- The Washington Times - Thursday, February 15, 2001

Business leaders, hoping to grease the way for a long-stalled trade bill, are softening their opposition to including labor and environmental rules in international trade agreements, a move that has drawn the ire of leading Republicans.

The surprise overture to labor and environmental groups was announced last week by the Business Roundtable, a group of CEOs of major U.S. corporations that has become the most influential business voice in trade policy.

"The Business Roundtable believes these are important international issues, and that the issue is no longer whether they should be addressed in international trade and investment negotiations, but rather how to address them constructively," the group wrote in a report released last week.

In addition, the National Association of Manufacturers has tried to start a dialogue with unions and green groups. The U.S. Chamber of Commerce, by contrast, has shown little inclination to compromise.

The CEOs fear that the United States, where lawmakers remain sharply divided over the merits of free trade, is losing ground to other countries that are negotiating new free-trade pacts regularly.

The shift left many Republicans fuming that business is handing Democrats an advantage just as a closely divided Congress begins considering legislation that would grant the president the power to negotiate new free-trade agreements.

Rep. Jim Kolbe, Arizona Republican, said business groups should await the Bush administration's proposal for trade-negotiating authority before they give a nod in the Democrats' direction.

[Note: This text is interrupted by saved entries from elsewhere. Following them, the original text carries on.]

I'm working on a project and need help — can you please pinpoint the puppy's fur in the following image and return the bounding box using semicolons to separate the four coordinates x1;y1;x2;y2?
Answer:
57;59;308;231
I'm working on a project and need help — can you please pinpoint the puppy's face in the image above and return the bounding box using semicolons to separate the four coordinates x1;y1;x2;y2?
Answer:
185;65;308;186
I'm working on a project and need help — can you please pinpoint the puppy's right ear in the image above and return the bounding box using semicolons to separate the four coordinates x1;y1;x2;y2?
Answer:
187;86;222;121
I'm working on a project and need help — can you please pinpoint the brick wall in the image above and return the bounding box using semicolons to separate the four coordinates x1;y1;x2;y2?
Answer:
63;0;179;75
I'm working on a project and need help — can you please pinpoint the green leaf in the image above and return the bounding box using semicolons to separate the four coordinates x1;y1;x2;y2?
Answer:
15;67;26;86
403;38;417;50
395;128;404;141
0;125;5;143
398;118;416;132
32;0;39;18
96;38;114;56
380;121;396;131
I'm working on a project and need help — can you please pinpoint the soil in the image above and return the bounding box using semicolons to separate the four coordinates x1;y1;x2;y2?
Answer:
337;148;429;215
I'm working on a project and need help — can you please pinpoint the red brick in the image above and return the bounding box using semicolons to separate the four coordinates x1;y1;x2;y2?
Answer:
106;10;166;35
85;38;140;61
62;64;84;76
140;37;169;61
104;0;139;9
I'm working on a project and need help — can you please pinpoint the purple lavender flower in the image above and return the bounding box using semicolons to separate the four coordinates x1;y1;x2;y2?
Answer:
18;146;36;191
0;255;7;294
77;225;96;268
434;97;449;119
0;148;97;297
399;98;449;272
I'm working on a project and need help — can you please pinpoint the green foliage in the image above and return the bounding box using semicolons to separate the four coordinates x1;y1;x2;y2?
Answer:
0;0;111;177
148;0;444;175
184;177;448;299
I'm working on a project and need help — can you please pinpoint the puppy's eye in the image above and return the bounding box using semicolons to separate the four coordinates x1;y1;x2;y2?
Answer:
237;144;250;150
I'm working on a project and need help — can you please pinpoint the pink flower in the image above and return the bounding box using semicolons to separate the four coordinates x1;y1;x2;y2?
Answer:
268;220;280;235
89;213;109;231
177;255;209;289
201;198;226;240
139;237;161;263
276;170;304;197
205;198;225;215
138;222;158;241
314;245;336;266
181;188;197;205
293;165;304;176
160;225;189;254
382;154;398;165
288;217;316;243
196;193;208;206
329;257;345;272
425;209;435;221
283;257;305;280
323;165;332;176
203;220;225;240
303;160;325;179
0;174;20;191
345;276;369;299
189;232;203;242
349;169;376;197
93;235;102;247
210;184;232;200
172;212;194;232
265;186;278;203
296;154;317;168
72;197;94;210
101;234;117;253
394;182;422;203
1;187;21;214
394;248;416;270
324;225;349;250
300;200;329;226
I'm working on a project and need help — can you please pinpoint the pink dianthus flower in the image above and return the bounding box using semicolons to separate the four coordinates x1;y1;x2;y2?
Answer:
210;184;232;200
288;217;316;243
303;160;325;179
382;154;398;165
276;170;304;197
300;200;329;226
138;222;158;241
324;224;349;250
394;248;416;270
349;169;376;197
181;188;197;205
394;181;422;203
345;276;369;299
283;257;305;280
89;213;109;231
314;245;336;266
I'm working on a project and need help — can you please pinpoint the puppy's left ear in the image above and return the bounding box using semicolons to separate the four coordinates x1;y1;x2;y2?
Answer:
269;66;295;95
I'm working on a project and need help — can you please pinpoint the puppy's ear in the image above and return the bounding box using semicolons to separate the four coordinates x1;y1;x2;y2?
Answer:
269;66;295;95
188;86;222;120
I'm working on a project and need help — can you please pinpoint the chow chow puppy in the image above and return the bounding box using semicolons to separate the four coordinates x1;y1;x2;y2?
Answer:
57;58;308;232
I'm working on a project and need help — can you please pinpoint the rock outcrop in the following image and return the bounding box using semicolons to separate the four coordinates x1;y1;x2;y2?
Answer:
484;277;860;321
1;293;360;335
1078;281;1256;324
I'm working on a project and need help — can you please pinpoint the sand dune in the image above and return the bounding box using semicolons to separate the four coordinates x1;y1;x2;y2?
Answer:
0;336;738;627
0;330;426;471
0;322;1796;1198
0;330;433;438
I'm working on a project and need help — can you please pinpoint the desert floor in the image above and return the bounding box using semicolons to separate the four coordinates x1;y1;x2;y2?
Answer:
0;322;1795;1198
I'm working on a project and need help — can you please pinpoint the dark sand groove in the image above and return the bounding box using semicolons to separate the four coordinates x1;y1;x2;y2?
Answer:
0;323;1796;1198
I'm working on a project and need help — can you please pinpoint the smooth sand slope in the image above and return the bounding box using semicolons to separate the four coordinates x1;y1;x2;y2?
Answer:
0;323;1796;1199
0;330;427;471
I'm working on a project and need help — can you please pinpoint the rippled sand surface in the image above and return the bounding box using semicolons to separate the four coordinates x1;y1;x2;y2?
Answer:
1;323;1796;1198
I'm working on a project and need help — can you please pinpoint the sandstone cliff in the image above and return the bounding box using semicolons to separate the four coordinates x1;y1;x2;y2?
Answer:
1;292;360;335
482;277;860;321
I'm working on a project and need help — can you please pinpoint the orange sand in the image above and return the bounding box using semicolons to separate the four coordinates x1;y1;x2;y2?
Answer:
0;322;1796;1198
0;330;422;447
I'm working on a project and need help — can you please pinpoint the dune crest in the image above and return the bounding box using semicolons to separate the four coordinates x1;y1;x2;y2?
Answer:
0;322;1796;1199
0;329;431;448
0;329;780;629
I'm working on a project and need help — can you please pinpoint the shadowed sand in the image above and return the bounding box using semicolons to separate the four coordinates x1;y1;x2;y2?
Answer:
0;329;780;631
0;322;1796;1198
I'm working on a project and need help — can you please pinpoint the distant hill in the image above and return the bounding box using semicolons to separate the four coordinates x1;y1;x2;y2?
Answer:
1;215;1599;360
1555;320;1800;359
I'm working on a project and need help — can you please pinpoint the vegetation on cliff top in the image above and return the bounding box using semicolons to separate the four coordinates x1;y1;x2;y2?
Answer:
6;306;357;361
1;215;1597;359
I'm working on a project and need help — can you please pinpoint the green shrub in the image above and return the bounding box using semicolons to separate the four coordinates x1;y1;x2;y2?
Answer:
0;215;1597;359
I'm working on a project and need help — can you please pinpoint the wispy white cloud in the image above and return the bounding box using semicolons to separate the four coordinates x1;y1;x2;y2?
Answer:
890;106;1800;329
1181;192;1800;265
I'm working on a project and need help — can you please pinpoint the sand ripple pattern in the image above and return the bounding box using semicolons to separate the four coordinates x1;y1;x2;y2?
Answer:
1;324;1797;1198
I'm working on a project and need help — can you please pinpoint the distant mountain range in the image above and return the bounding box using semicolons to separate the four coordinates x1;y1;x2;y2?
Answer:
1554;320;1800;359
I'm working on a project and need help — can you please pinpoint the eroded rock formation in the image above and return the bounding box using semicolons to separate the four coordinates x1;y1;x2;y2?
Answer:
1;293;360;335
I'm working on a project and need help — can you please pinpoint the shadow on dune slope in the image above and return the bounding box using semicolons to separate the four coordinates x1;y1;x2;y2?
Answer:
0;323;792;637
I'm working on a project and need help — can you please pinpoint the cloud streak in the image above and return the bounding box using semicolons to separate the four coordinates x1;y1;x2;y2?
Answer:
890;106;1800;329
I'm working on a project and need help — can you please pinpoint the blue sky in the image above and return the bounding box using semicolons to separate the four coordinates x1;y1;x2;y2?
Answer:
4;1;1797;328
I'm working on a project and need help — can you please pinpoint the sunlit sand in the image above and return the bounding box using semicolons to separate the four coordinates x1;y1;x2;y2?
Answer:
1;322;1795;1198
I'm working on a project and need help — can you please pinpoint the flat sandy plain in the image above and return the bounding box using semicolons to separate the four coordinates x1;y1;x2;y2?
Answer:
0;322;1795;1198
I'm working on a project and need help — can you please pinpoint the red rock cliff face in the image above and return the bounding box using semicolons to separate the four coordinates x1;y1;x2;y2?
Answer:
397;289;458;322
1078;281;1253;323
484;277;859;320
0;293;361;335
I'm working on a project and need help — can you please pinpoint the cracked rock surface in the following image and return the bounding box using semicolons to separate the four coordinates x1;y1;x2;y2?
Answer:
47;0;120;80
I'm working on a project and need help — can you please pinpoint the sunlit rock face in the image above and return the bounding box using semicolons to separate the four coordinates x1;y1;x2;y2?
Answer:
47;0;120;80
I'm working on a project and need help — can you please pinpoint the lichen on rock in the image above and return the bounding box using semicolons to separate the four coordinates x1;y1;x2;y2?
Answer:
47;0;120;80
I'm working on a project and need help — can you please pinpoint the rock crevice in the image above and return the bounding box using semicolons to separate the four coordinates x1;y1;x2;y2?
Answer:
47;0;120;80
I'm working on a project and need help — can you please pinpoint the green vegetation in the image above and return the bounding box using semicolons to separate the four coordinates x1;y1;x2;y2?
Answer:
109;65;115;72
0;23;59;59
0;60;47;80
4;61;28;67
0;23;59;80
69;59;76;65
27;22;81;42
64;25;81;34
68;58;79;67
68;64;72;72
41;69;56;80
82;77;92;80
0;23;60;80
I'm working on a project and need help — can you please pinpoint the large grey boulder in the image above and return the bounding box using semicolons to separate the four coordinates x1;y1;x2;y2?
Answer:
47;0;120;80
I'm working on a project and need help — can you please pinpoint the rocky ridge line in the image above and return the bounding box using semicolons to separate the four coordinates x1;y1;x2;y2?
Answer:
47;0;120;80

"They should not be giving something away before we even know where the train is headed," Mr. Kolbe said.

Senior staffers from the House Republican leadership, as well as Rules Committee Chairman David Dreier of California, have also complained to business lobbyists about the Roundtable's move.

One member warned that, by tilting in the Democrats' direction, lobbyists were "misreading the results of an election" that gave Republicans control of both houses of Congress and the executive branch.

Since Congress approved the North American Free Trade Agreement in 1993, the United States has negotiated only one additional pact, last year, with tiny Jordan.

By contrast, the European Union, Canada and much of South America have pushed forward with their own agreements. As a result of a Canada-Chile free-trade arrangement, Canadian firms escape paying Chile's 11 percent across-the-board tariff, an advantage their American counterparts do not enjoy.

The United States will have a chance to reassert its leadership when leaders from North and South America meet in Quebec City in April to decide whether to push forward with negotiations on a Free Trade Area of the Americas.

Business groups would like to see Congress pass "fast-track" negotiating authority this year to further this goal. Fast-track allows the president to cut trade deals and then submit them to an up-or-down vote in Congress, without any amendments.

A bitter dispute between Republicans and Democrats over whether labor and environmental issues belong in the fast-track legislation prevented its passage in 1997.

The CEOs that make up the Business Roundtable concluded that prolonging this quagmire is not worth the cost of lost trade liberalization.

"If we weren't stepping in here, the Republicans and Democrats would be digging trenches right now," one lobbyist said. "We're focused on the fact that we're being left behind."

Echoing this view, the Emergency Committee for American Trade has called for "new thinking and visible leadership" to resolve the current impasse, perhaps through high-profile initiatives outside trade agreements.

Republicans are willing to give a Republican president more leeway to negotiate on labor and environment issues than they would have given the Clinton administration, Mr. Kolbe said. But going too far in a direction Democrats would prefer will inevitably alienate Republican members.

"Trade deals always carry a heavy load," Mr. Kolbe said. "They don't need any more baggage."